I quite enjoy cooking, but only if I’m in the right mood. Otherwise it’s just a chore. I’ve been whipping up several batches of Anzac bikkies this afternoon.

I hate cooking. Unfortunately, I love to eat so I manage to cook a meal every night so we don’t all starve. If I was wealthy, I’d employ someone to cook for me. I enjoy good food, just hate having to prepare it.

I love cooking, but I have to admit I’m not very creative at it. Give me a recipe, and I’ll follow it exactly with very few deviations, but I’m not really the kind of guy who can just throw a bunch of things together and expect it to taste good. Unfortunately, since the vast majority of the food I make happens to be Chinese (I find it the easiest to do), I find it hard to really cook for myself, so I usually cook only when I have friends over.

I do like to cook, but luckily my boyfriend and I divvy up the week’s cooking so I’m only responsible for 2 nights out of the week (Friday we’re on our own and Sat/Sun we go out). I’ve found it’s a lot easier to enjoy cooking when it’s not an every night responsibility. We always grocery shop together as well, which we both enjoy.

I’ve never been great at planning “meals” - lots of different foods which have to be ready at the same time. I specialize in “2 pot cooking” - curry over rice, sauce over pasta, stir fry and rice, quesadillas with filling, enchiladas with filling. My general rule is if I can’t make it in 30 minutes and 2 pots, it’s too much effort. Our rule is, whoever cooks, doesn’t have to do dishes, which works out nicely.

John and I cook nearly 100% vegetarian at home - we love ethnic food and use tons of spices, fresh produce, onions and garlic. John is also an amazing cook, I’ve loved him since our first date when he made home-made spicy chickpeas which were better than any Chana Masala I’ve ever eaten at an Indian restaurant (including in Delhi).

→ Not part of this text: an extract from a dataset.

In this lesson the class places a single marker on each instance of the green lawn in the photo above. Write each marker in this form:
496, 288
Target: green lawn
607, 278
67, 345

I also can’t bake at all and have never made any sort of dessert at home.

I like to cook but don’t get to do it that often. I’m not particularly creative with it yet, since I don’t know how to make that many different things, I stick with my recipe (either written down or in my head) and don’t get too wild with it. I can’t bake though, except for cheesecake. When I make one, I’m lucky if I get even a tiny piece, since the rest of the family stampedes when they see it.

I do not like to cook. I find it very, very boring.

I’m pretty good at it, to a point. The point is figuring out what to cook for a family of several picky eaters , including me, every night of the week, and then doing it. I sure don’t mind as much when it’s a spectacular one-night-only feed-the-guests gig.

That said, my husband does most of the cooking, cause he does like it.

I think this is the nub of it, at least as far as I am concerned. I think I cook two dishes which the three of us living here will all eat. Most nights, I cook one meal for the spouse and son and something different for me. On the nights my son is out, I cook a meal for my husband and myself.

Having said that, I’d still employ a full-time cook, if I had the $$.